Saya dan Fadli Andi Natsif bertemu di Warkop Cappo, Jalan Sultan Alauddin. Dengan ditemani kopi susu dan ubi goreng, kami membahas aspek filosofis, sosiologis, dan yuridis lahirnya suatu Ranperda. Fadli Andi Natsif pula yang menyampaikan rujukan hukum penyusunan NA yang, ketika itu, masih merujuk pada Keputusan Kepala Badan Pembinaan Hukum Nasional (BPHN) No. G-159.PR.09.10 Tahun 1994 tentang Petunjuk Teknis Penyusunan Naskah Akademik Peraturan Perundang-undangan.

Selain membaca keputusan lembaga yang saat aturan dibuat masih berada di bawah naungan Departemen Kehakiman RI itu, saya juga membuka beberapa Perda dan alur penyusunan NA untuk melihat polanya. Sebagai orang yang punya akar advokasi, saya punya pengalaman ikut pelatihan legal drafting (perancangan naskah hukum) atau membuat counter legal draft (rancangan tanding). Dan sebagai Sarjana Hukum, punya sedikit modal memahami Bahasa Hukum dan Teknik Pembentukan Peraturan Perundang-undangan. Ini mata kuliah yang masih nyantol, meski sedikit hehehe.

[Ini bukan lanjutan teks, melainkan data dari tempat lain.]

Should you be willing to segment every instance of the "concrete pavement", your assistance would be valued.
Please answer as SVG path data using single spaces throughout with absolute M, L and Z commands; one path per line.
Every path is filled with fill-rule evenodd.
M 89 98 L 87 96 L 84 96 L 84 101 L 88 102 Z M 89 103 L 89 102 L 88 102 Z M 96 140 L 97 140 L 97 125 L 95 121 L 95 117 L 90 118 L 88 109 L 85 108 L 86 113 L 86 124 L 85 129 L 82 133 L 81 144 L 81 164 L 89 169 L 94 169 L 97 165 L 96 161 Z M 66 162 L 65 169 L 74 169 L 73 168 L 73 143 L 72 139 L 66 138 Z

Setelah mendapat advis dari sisi hukum, saya juga menghubungi Harry Wijaya Laurin dan Ari Kurniawan, dua pengusaha TV Kabel di Makassar dan Gowa. Lagi-lagi kami bertemu sambil menyeruput kopi. Kali ini di salah satu kafe di Mal Panakkukang (MP). Kepada mereka saya sampaikan, mau tidak mau, suka tidak suka, DPRD Provinsi Sulawesi Selatan sudah mengagendakan penyusunan Ranperda TV Kabel. Akan jauh lebih baik kalau mereka memberi masukan, sehingga aspirasi dan kebutuhan mereka bisa terwadahi dalam Ranperda nantinya.

Diskusi seputar praktik TV Kabel ini kadang juga dengan pengusaha dan operator TV Kabel lain, seperti Riky, Mulyadi dan lain-lain. Mereka ini tergabung dalam Asosiasi TV Kabel Indonesia (ASTIKA), yang belakangan menjadi Asosiasi Pengusaha Televisi Kabel Indonesia (APTEKINDO), kemudian berubah lagi menjadi Indonesian Cable Television Association (ICTA). Begitu menjadi ICTA, organisasi ini dipimpin H Rahman Halid.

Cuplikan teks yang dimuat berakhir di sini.